| Grant number: | 00/10266-8 |
| Support Opportunities: | Genome Research Grants |
| Start date: | November 01, 2000 |
| End date: | March 31, 2008 |
| Field of knowledge: | Biological Sciences - Biochemistry - Molecular Biology |
| Principal Investigator: | Nilson Ivo Tonin Zanchin |
| Grantee: | Nilson Ivo Tonin Zanchin |
| Host Institution: | Associação Brasileira de Tecnologia de Luz Síncrotron (ABTLuS). Campinas , SP, Brazil |
| City of the host institution: | Campinas |
| Associated scholarship(s): | 01/13731-6 - Bioinformatics in the structural biology laboratory network for the study of the 3d structures of proteins project., BP.TT |
Abstract
We envisage finding the structures of proteins which: I) have potential of playing a functional role in the induction and/or sustenance of malignant phenotypes in humans; II) are functionally important in plants and bacteria.
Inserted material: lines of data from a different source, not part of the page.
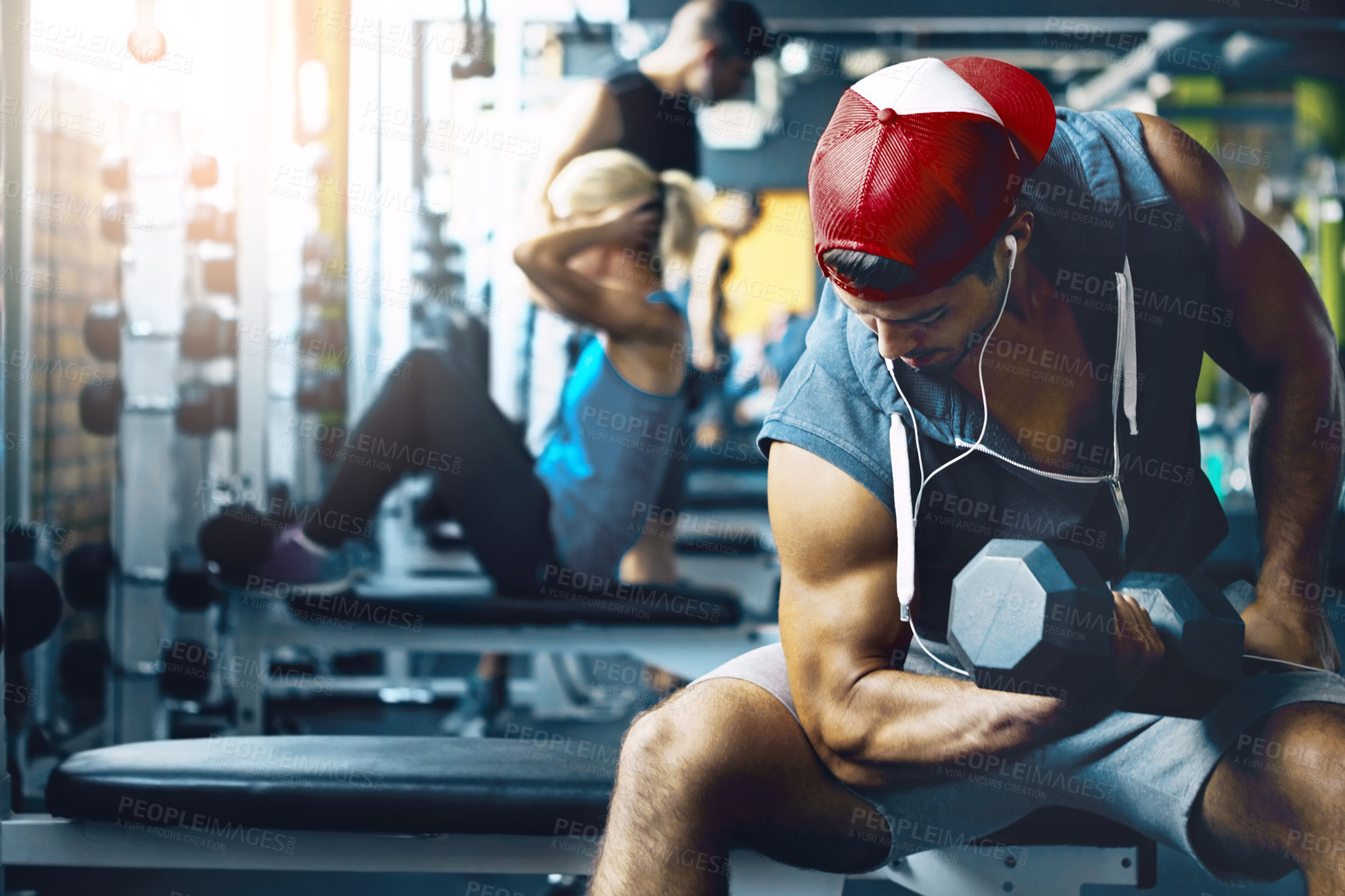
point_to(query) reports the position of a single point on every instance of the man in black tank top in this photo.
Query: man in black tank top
(654, 127)
(648, 106)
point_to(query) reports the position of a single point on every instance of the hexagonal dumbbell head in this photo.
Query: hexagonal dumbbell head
(1028, 616)
(1203, 637)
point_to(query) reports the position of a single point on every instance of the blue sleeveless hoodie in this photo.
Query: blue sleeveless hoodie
(606, 463)
(1134, 271)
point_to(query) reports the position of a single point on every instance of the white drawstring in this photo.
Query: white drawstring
(905, 518)
(1124, 387)
(1126, 350)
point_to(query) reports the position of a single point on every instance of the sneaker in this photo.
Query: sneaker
(296, 561)
(474, 714)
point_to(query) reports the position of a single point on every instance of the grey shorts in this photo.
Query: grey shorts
(1141, 771)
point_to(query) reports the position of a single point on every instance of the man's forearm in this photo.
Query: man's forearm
(900, 727)
(1295, 464)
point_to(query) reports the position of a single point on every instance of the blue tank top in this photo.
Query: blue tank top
(1098, 203)
(606, 462)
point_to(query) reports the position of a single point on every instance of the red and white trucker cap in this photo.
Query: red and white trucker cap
(923, 161)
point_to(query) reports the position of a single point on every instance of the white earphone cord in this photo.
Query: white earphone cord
(905, 578)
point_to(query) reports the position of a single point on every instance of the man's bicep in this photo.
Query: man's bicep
(839, 618)
(1270, 310)
(1277, 318)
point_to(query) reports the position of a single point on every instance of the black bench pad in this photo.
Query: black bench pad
(628, 606)
(398, 785)
(391, 785)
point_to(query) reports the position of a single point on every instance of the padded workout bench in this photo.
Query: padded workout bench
(323, 805)
(686, 631)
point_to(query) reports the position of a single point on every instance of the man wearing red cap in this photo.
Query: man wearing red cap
(1009, 343)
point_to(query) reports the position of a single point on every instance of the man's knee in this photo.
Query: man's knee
(1301, 748)
(692, 735)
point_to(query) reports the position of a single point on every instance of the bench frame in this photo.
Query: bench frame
(261, 624)
(34, 841)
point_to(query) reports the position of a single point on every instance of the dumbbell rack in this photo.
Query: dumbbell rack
(160, 479)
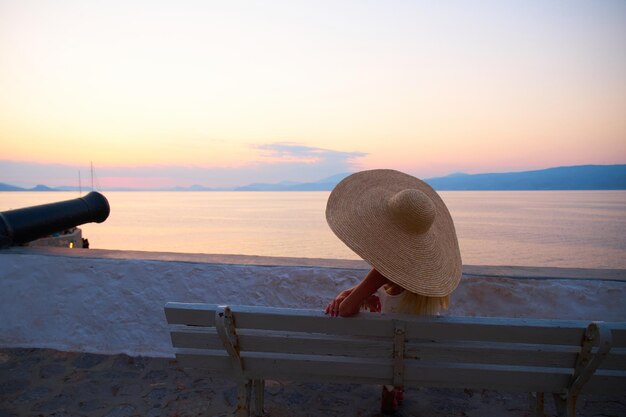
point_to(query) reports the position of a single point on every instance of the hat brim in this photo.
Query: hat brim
(424, 263)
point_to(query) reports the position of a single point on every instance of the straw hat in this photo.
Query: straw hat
(400, 226)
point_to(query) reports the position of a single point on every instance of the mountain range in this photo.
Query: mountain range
(581, 177)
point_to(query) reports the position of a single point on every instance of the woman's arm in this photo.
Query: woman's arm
(349, 302)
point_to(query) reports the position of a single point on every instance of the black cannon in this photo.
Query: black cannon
(23, 225)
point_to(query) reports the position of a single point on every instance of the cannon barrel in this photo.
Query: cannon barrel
(23, 225)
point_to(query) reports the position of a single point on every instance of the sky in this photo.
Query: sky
(157, 94)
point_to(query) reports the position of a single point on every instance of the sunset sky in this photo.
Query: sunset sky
(223, 93)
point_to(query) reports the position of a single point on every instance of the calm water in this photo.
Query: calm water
(534, 228)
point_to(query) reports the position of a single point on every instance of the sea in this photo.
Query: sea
(579, 229)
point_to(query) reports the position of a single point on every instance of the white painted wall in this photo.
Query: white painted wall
(77, 301)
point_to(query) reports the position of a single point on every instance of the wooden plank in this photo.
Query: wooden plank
(606, 382)
(616, 360)
(501, 377)
(269, 318)
(619, 334)
(259, 365)
(494, 353)
(196, 338)
(287, 342)
(213, 361)
(190, 313)
(497, 330)
(315, 322)
(366, 324)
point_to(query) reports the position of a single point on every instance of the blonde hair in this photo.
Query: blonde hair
(412, 303)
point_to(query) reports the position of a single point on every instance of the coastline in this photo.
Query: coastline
(84, 332)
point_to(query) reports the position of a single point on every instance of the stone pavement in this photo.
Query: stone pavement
(45, 382)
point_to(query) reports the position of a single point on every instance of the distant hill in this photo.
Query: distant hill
(582, 177)
(8, 187)
(325, 184)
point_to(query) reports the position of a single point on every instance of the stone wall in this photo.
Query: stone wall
(112, 301)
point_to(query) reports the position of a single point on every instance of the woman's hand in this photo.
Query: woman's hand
(333, 307)
(372, 303)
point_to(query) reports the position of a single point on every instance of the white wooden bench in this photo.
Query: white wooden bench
(252, 344)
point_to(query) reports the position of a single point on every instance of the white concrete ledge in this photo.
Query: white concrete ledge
(112, 301)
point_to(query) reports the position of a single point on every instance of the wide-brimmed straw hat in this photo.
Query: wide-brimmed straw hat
(400, 226)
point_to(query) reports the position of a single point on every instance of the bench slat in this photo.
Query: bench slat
(297, 320)
(512, 378)
(606, 382)
(518, 331)
(619, 334)
(301, 367)
(616, 360)
(296, 343)
(556, 356)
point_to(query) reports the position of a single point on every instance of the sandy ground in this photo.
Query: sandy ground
(44, 382)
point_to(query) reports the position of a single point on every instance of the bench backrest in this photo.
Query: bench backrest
(466, 352)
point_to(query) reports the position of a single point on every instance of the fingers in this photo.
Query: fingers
(333, 307)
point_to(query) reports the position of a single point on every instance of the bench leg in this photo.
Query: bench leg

For some of these proteins, attempts will be made to determine structures that may reveal new folds; III) exhibit high potential of having its structure determined by synchrotron radiation protein crystallography or multinuclear multidimensional high-resolution nuclear magnetic resonance spectroscopy (NMR). The choice of these proteins will be mainly based on the results of the F APESP Genomics Programs such as Xylella fastidiosa, Xanthomonas citri, Sugar Cane EST and the FAPESP/LICR Human Cancer. These Programs have produced an enormous amount of information, which need to be exploited from a structural and functional point of view. The knowledge of the structures of these proteins would disclose an attractively practical output, the rational design of inhibitors of the proteins, i.e. potential anti-cancer drugs in the case of the FAPESP/LICR Human Cancer project or herbicides/pesticides in the other cases. In parallel, we are also proposing to organize the Sao Paulo State Laboratory Network for Structural Biology, aimed at increasing the throughput of proteins to be analyzed and to expand the number of groups, in the State of Sao Paulo, involved in the area of Structural Biology. The F APESP genome programs have been important to increase significantly the number of laboratories with expertise in DNA sequencing and annotation. A further development in molecular biology involves increasing capabilities in protein structure determination, which, in turn, requires expertise in protein expression and purification. All these aspects are central to the present project. The creation of a network of laboratories is critical for the accomplishment of these goals. In addition, we hope that the laboratories that will be part of the network will be seeking to develop their interest in the study of the structural aspects of proteins. Thus, it is expected that they may work further down the project pipeline attempting either to crystallize proteins and collect diffraction data and/or to study the proteins in solution by means of NMR spectroscopy; with the final aim of solving their 3D structure(s). (AU)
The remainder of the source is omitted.